The U.S. Environmental Protection Agency (EPA) announced on November 9, 2022, that it awarded $7,770,044 in research grant funding to 11 institutions to develop and evaluate innovative methods and approaches to inform its understanding of the human health risks that may result from exposure to chemical mixtures in the environment. EPA states that toxicology studies have traditionally focused on the effects of single chemicals on human health. Chemicals in the environment are often present as mixtures in the air, water, soil, food, and products in commerce, however, and these chemical mixtures include per- and polyfluoroalkyl substances (PFAS), phthalates, polycyclic aromatic hydrocarbons (PAH), disinfection byproducts (DBP), and other well-characterized mixtures. According to EPA, there is a need to assess the toxicity of chemical mixtures to understand how their combined effects on human health and the environment differ from what is known about individual chemicals. Due to their lower cost and higher throughput, new approach methods (NAM) and use of alternative animal models have emerged as potential approaches to advance the risk assessment of mixtures.
 
To help address this research need, the institutions receiving these grants will conduct research focused on the development, improvement, evaluation, and integration of predictive toxicology methods to evaluate environmental chemical mixtures.

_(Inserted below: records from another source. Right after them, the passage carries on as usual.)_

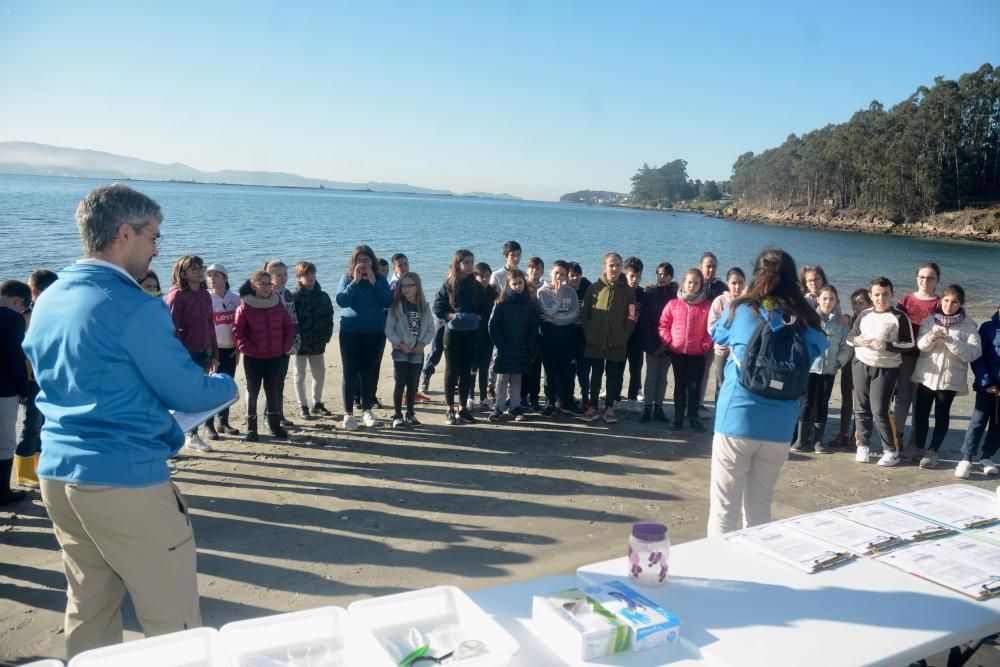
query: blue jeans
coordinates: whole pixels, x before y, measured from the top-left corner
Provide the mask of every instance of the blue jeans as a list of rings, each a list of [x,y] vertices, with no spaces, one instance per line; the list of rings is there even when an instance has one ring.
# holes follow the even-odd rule
[[[28,388],[28,398],[24,402],[24,423],[21,425],[21,439],[17,443],[14,453],[17,456],[34,456],[42,451],[42,424],[45,418],[35,405],[35,397],[38,396],[38,385],[34,382]]]
[[[962,460],[971,461],[979,449],[979,440],[986,431],[986,442],[983,443],[984,459],[991,459],[1000,449],[1000,396],[976,392],[976,407],[969,417],[969,430],[965,432],[962,443]]]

The grantees and their project titles include:

• Georgia Institute of Technology, Atlanta, Georgia — High-Throughput Lung Damage and Inflammation Assessment of Polyaromatic Hydrocarbon Mixtures;
   
• Medical University of South Carolina, Charleston, South Carolina — Developing an Integrated Framework for Evaluating Toxicity of Real-life Chemical Mixtures;
   
• Purdue University, West Lafayette, Indiana — Protein Binding Affinity as the Driver for Studying PFAS Mixture Toxicity;
   
• The Research Foundation of CUNY, New York, New York — Innovative Approach to Assess the Effect of Metal Mixtures from Infant Meconium Associated with Adverse Infant Outcomes by Identifying Methylation Loci in Mothers and Infants;
   
• Texas A&M University, College Station, Texas — A Tiered Hybrid Experimental-Computational Strategy for Rapid Risk Assessment of Complex Environmental Mixtures Using Novel Analytical and Toxicological Methods;
   
• University at Buffalo, Buffalo, New York — Assessment of Neurotoxicity of Mixtures of PFAS and Other Neuroactive Organic Pollutants through Integrated in Silico, in Vitro Cellular, and in Vivo Models;
   
• University of Georgia Research Foundation, Inc., Athens, Georgia — Development of a Quantitative Adverse Outcome Pathway Network to Assess Neurodevelopmental Toxicity of PFAS Mixture in C. Elegans;
   
• University of Houston, Houston, Texas — Oral Toxicity Assessment of PAH Mixtures Using an in Vitro 3D Cell Culture Bioreactor Mimicking the in Vivo Intestinal Tract Environment;
   
• University of Massachusetts Boston, Boston, Massachusetts — Whole Animal New Approach Methodologies for Predicting Developmental Effects of Air Pollutant Mixtures;
   
• University of North Carolina at Chapel Hill, Chapel Hill, North Carolina — Wildfire Smoke Mixtures Toxicity Testing; and
   
• Wayne State University, Detroit, Michigan — Assessment of Underlying Molecular Mechanisms Promoting Adipogenic Outcomes in Complex Mixtures.